La oración a Dios, de un cosmonauta suyo.
¡¡¡Esa fue, la oración de despedida, de Jesucristo, ante sus apóstoles, que describe, el evangelio, según, s. Juan, en la última cena!!!
Es decir, la oración, de un cosmonauta de Dios, que, está a punto, de iniciar, su justificación sufrida (Es decir, su pasión), para después, poder abandonar, el planeta Tierra, o mundo, de una manera honrada (Redimida), hacia una vida eterna, viajera, libre, inmortal, por todos los planetas del cosmos, el Reino de los cielos, y sus moradas, correspondientes, el cielo, y la eternidad, hecha, de un 100 % de bien, y de un 0 % de mal, por medio, de su arrebato final (salvación), a los carros de fuego, nubes, o naves celestiales (Ascensión de Jesucristo).

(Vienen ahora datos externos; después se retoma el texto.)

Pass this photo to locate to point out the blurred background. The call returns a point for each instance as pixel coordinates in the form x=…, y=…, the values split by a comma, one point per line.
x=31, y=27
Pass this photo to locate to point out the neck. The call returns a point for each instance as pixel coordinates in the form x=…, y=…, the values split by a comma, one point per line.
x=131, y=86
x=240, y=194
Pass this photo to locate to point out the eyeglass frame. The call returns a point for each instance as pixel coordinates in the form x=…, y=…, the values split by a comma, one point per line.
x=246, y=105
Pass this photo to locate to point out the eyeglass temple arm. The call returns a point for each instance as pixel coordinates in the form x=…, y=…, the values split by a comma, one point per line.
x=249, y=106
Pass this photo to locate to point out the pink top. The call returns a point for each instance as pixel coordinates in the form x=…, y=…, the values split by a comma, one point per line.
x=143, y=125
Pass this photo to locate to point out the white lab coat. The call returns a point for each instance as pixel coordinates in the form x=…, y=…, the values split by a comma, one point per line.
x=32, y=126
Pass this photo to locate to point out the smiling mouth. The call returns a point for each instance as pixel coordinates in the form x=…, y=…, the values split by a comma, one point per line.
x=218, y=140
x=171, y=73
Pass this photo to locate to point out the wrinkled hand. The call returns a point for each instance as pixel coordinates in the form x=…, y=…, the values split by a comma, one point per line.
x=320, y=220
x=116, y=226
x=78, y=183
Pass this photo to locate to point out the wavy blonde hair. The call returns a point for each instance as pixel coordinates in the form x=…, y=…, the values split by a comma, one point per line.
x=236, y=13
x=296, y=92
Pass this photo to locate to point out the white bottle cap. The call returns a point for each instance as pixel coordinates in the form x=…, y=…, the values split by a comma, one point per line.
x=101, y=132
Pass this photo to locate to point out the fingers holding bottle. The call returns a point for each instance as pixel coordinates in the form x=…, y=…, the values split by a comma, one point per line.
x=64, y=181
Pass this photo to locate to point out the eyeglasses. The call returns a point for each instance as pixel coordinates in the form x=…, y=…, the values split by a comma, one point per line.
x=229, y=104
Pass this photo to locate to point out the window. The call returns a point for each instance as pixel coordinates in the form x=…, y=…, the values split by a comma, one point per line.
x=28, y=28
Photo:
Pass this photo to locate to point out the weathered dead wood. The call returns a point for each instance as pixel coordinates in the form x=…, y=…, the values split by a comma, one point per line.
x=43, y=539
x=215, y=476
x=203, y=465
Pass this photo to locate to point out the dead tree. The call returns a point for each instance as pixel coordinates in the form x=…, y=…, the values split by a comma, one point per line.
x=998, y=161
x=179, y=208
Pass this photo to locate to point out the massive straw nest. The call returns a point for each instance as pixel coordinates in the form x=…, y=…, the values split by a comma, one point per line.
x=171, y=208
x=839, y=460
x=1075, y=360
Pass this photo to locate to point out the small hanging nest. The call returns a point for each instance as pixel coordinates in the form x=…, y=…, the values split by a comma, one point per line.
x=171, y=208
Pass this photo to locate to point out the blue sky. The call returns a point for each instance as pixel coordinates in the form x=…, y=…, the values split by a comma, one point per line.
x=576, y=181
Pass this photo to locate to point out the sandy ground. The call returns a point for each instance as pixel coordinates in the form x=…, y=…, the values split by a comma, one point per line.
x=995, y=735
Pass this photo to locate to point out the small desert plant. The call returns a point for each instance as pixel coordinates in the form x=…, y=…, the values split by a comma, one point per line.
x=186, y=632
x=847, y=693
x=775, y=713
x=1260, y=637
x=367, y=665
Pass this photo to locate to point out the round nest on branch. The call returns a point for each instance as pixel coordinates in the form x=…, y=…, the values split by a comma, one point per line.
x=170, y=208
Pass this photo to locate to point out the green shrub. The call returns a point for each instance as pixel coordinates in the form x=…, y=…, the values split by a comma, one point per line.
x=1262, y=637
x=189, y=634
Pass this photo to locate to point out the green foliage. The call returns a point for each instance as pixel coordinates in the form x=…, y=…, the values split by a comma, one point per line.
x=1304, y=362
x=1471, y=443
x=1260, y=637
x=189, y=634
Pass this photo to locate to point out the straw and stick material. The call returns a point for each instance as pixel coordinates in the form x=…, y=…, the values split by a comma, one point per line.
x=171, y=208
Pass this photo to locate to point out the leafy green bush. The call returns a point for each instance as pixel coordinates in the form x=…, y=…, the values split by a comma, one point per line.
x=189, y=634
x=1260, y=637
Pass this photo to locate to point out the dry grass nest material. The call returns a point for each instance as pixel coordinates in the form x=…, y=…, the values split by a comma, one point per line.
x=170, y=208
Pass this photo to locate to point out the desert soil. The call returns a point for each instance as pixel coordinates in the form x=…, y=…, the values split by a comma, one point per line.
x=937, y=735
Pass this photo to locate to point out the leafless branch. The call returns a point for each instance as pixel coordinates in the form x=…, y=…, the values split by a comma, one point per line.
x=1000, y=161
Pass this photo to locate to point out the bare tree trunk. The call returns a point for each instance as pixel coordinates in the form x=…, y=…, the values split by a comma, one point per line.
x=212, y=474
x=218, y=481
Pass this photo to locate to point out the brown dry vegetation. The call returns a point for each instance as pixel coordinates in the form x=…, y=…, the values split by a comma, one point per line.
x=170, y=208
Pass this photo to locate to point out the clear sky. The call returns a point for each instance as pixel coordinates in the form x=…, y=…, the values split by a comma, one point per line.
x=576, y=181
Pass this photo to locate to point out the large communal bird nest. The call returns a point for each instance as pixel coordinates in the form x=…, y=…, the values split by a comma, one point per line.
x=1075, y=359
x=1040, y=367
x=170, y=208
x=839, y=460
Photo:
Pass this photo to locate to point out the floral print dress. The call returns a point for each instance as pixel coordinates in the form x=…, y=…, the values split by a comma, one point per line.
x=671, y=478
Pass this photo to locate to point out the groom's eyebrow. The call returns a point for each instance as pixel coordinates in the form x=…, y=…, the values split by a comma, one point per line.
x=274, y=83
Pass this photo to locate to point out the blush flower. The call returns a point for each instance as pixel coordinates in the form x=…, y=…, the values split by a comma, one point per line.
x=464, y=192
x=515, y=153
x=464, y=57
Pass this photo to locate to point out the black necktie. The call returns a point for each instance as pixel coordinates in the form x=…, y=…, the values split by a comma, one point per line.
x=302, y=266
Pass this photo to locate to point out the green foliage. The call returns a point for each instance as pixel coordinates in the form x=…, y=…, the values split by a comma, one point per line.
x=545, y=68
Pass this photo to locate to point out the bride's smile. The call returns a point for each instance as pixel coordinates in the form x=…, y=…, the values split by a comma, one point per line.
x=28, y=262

Y Jesucristo, les enseña a sus discípulos, que ellos, también deben de hacer, en el futuro, lo mismo, que, Él, está haciendo, ahora, o que, Él está a punto de hacer ahora (Completar su redención), para de esa manera, poder hacerse, completamente semejantes, a Él, en todo, en el futuro, por medio, de viajar, hacia Dios, libremente, y hacerse, después, una sola cosa con Él.
Es decir, Jesucristo, les enseña a sus apóstoles, que lo único, que, lo único que le separa, a Él mismo, y que, por tanto, lo único, que les separa, a sus discípulos, de poder alcanzar, justamente, una futura, vida eterna, 100 % feliz, completamente libre del mal, viajera, por medio, de los carros de fuego, nubes, o naves celestiales, por, la Luna, Marte, y todos los planetas, del cosmos, y asimismo, por todas las moradas, del Reino de los cielos, el cielo, y la Eternidad, es, el sufrir, en el mundo, previamente, una cierta cantidad de mal, [R ^], que Él, y gracias a la ayuda de su discípulo, Judas, lo va a sufrir, muy pronto, colgado de un madero, de una manera, completamente libre, y voluntaria.
Y de esa manera, su tristeza, transitoria, ante su pasión, se convertirá, en el futuro, en un 100 % de alegría, exactamente igual, que le ocurre, a una mujer, que va a dar a luz, un bebé, en el mundo.
Y cuando, Jesucristo, les da a beber, de su sangre, en forma metafórica, de una copa de vino, les da a padecer, en el futuro, una cierta cantidad de sufrimiento, diferente, para cada apóstol, diferente, que les servirá, para poder alcanzar, justamente, una vida eterna, huida del planeta Tierra, hecha, de un 100 % de bien, y de un 0 % de mal.
Y cuando, Jesucristo, les da a comer, de su propio cuerpo, en forma metafórica, de un trozo de pan, les ofrece, a sus apóstoles, el alimentarse, en sus vidas futuras, de los cuerpos suyos, variables, convertidos ya, mediante sus salvaciones-arrebatos-abducciones, en los cuerpos de unos cosmonautas, capaces de viajar, libremente, por todos los planetas del cosmos, y las moradas, del Reino de los cielos, el cielo, y la eternidad, por medio, de los carros de fuego, nubes, o naves celestiales.